The Client URL (cURL) tool, or a similar command-line tool.
The
nslookup
command-line (dnsutils) tool for checking DNS resolution.
Scenarios for outbound traffic in Azure Kubernetes Service
Traffic that originates from within the AKS cluster, whether it's from a pod or a worker node, is considered the outbound traffic from the cluster. What if there's an issue in the outbound flow for an AKS cluster? Before you troubleshoot, first look at the scenarios for outbound traffic flow.
The outbound traffic from an AKS cluster can be classified into the following categories:
Traffic to a pod or service in the same cluster (internal traffic).
Traffic to a device or endpoint in the same virtual network or a different virtual network that uses virtual network peering.
Traffic to an on-premises environment through a VPN connection or an Azure ExpressRoute connection.

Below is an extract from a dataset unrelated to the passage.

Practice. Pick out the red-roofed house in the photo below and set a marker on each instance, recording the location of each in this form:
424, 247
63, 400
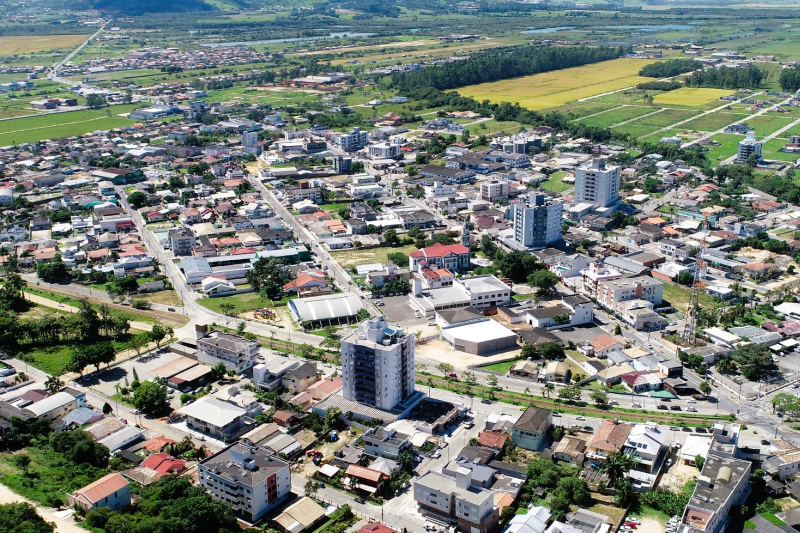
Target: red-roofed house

Traffic outside the AKS network through Azure Load Balancer (public outbound traffic).
Traffic outside the AKS network through Azure Firewall or a proxy server (public outbound traffic).
Internal traffic
A basic request flow for internal traffic from an AKS cluster resembles the flow that's shown in the following diagram.
Public outbound traffic through Azure Load Balancer
If the traffic is for a destination on the internet, the default method is to send the traffic through the Azure Load Balancer.
Public outbound traffic through Azure Firewall or a proxy server
In some cases, the egress traffic has to be filtered, and it might require Azure Firewall.
A user might want to add a proxy server instead of a firewall, or set up a NAT gateway for egress traffic. The basic flow remains the same as shown in the diagram.
It's important to understand the nature of egress flow for your cluster so that you can continue troubleshooting.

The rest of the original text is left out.